Visiting her parents in December 1991, glass sculptor and painter Ginny Ruffner had a car wreck. In a coma and on life support, she was not expected to recover–but over several weeks she began to “wake up.” A head injury had caused the two halves of her brain “to kind of slide by each other. They were not severed, but some neural pathways were erased,” she says. She had double vision, could barely move, and couldn’t speak. “I knew that a part of my past was not there. I was so afraid that parts of me would not come back,” she recalls. The only dream she remembers from the hospital was of a visit from “a Greek goddess with wings” who told her, “You came back for art.”

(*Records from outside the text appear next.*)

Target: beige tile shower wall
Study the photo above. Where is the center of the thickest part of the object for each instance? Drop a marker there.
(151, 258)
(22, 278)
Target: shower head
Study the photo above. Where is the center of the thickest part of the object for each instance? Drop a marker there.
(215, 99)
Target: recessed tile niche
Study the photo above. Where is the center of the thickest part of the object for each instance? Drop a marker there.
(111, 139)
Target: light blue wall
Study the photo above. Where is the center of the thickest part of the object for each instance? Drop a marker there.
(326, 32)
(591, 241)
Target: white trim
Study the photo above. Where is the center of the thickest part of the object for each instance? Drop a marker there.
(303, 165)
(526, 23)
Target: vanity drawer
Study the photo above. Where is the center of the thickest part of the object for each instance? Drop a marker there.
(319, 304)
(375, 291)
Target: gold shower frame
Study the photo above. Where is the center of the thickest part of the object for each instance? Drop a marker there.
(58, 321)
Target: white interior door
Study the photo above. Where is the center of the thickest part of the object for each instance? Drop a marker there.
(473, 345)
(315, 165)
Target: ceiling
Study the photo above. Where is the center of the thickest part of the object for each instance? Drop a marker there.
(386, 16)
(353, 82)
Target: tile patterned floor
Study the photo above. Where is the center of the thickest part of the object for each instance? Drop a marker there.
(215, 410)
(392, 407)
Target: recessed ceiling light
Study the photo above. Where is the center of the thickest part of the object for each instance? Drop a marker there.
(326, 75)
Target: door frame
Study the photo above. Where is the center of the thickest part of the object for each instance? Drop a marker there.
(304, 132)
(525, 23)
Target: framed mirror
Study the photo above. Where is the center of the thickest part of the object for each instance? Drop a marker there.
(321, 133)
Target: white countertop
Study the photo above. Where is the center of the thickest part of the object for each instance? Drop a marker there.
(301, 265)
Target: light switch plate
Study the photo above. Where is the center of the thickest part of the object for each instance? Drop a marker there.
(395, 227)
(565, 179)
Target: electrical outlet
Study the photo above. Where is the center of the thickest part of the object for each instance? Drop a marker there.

Ruffner couldn’t recall what she liked and disliked. A vegetarian, she longed for a burger. Fortunately she had a long history of pondering perception and understanding. Because she got very carsick on long childhood trips with her parents, she used to use her eyes “to play games–like trying to see everything that was red and ignoring everything else.” In the hospital she gave herself exercises, asking, “Do you like this color? Do you like these two things together?” When her family bought her clothes, she’d focus on what she liked and why. Eventually, when she resumed making art, “It had a lot of similarities to my older work–you can tell it’s by the same person.”

Born in 1952, Ruffner grew up in Michigan and South Carolina, building forts and gathering bouquets: “I inundated my mother with weeds because I thought they were beautiful.” She used to rearrange porch furniture–just as today she chooses “the positions of shapes and colors” in her sculptural arrangements of brightly painted glass fruits, figures, and rocket ships. She loved to examine her maternal grandmother’s jewelry boxes and “drawers full of stuff–handkerchiefs, zippers, buttons, old perfume bottles.” And she read a lot, an activity she describes as “looking at 26 very uninteresting squiggles in black on white–but by your cognition you can open up a whole huge universe of imagination.”

While she was a student at the University of Georgia at Athens, she was “blown away” by a reproduction of Marcel Duchamp’s famous Large Glass, a painting and construct on glass. “It was amazing how much meaning that material could convey by its fragility and transparency. I was trying to get more light into my paintings, and all of a sudden I realized, This is how.” She decided to paint on glass but knew of no women working in glass and of only one glassblower in all of Georgia. So she had to teach herself. In 1985 she moved to Seattle, which has an active glassmaking community, and lives there today.

That year she also switched from abstract to representational imagery, explaining that “I had some very literal things I wanted to say in my work.” She also felt that “recognizable forms” would help viewers “initiate some sort of relationship with the piece.” In one current series, “Conceptual Narratives,” Ruffner uses boxlike containers to frame assemblages of painted glass sculptures; in Outerspace, a delightful combination of rocket ships and planets, she was “trying to allow the viewer to make up a story.” Ruffner was thinking about her own injury in The Hemispheres of the Brain, which arranges snaking, brightly colored glass strands in hemispheres, but also about “how things are stored in patterns. In order to repeat anything, you have to learn it.”

Today, with some help from assistants, Ruffner works prolifically. She has limited use of her hands; her speech is intelligible but not smooth. Reading is “very hard,” so she listens to books on tape. But she feels her art has improved since the accident. “Everything is more of an effort–communicating, reading, and seeing. But that means that in order to do a task there has to be a choice and a motivation, otherwise you wouldn’t do it. In a sense I’m really in the work more.”

Ginny Ruffner’s art is on view at booth 220 in “Sculpture, Objects and Functional Art” (SOFA) through this weekend, Navy Pier’s Festival Hall, 600 E. Grand, Friday and Saturday, 11 AM to 8 PM, and Sunday, noon to 6 PM. Admission is $10; call 800-561-7632 for information. Her work can also be seen through October 17 at R. Duane Reed Gallery, 215 W. Huron. Admission is free; call 312-932-9828.